Sytuację jaką obserwuje się w ostatnich tygodniach na Kasprowym Wierchu celnie zobrazowała jedna z turystek. Jej opinię przytoczył portal Olkusz.naszemiasto.pl
Wchodząc tam każdy twierdzi, że super górka, że nieduża, że Kasprowy to nic groźnego, nic trudnego, że dzieci mogą tam pozjeżdżać. Jak ja popatrzyłam co się tam dzieje to się za głowę złapałam. Dzieci zjeżdżające na kurtkach i na tak zwanych jabłuszkach. Jeden z narciarzy zwrócił uwagę jakiejś matce, że wystarczy chwila i dziecko się nie zatrzyma i zjedzie w dół za daleko, to spojrzała się dziwnie i nic, nadal dziecko tam szalało i zjeżdżało. Wystarczy przecież chwila nieuwagi, tam jest śnieg i ślisko, wysoko i znajdziecie się gdzieś na dole – napisała na jednym z portali społecznościowych.

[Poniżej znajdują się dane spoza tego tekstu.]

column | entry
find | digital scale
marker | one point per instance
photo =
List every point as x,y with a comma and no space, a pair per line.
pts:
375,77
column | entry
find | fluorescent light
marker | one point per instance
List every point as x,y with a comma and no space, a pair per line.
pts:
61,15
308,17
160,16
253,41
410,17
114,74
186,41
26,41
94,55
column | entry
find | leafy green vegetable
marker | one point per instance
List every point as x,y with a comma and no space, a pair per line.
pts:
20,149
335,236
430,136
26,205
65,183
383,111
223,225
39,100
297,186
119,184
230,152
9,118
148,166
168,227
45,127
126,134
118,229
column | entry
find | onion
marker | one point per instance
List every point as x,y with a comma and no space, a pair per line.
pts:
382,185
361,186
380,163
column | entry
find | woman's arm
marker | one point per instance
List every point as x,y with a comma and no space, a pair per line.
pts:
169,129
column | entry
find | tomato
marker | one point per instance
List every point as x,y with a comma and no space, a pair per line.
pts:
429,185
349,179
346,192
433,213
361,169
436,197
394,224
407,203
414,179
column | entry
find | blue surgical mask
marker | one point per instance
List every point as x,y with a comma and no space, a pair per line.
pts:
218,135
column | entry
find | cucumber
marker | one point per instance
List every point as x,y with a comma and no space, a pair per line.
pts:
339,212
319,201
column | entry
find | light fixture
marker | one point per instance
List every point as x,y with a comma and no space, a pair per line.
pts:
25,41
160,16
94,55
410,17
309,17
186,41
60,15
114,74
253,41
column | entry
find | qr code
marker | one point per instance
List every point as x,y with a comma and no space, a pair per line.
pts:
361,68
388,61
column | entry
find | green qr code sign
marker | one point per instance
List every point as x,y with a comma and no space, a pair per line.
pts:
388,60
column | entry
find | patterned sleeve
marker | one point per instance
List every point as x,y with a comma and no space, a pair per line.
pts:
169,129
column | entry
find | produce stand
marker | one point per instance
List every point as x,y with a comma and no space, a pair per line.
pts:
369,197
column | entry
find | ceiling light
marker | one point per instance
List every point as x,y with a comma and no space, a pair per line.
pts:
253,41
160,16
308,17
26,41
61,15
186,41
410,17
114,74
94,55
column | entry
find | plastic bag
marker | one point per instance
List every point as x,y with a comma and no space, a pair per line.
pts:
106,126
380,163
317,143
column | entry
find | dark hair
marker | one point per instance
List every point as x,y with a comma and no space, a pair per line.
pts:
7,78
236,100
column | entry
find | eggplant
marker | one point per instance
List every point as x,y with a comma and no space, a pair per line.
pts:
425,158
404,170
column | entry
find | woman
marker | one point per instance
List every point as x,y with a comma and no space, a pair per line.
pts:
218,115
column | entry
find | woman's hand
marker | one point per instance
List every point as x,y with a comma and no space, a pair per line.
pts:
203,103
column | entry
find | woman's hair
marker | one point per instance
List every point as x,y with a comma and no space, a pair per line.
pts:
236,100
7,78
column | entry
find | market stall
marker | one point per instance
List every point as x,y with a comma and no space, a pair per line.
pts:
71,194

Dalsza część artykułu pod materiałem wideo
Zjeżdżają na sankach z Kasprowego. Ratownicy: to jest szczyt wysokogórski
Takie zachowania rodziców w rozmowie z portalem Eska.pl wprost komentują pracownicy Tatrzańskiego Parku Narodowego:
Gdy zjeżdżając na sankach nabierzemy zbyt dużej prędkości i przejedziemy ścieżkę, no to kończymy w Kotle Gąsienicowym, a tam nachylenie jest strome. Jakby zdarzyło się, żeby dziecko tam zjechało, może skończyć się to nawet śmiercią. Rodzice powinni tego zabraniać i nie pozwalać, by takie sytuacje miały miejsce - podkreśla w rozmowie z portalem Tomasz Zając z Tatrzańskiego Parku Narodowego.
A ratownik TOPR, Witold Cikowski dodaje, że sanki czy jabłuszko są przeznaczone do zjeżdżania z niewielkich stopni nachylenia.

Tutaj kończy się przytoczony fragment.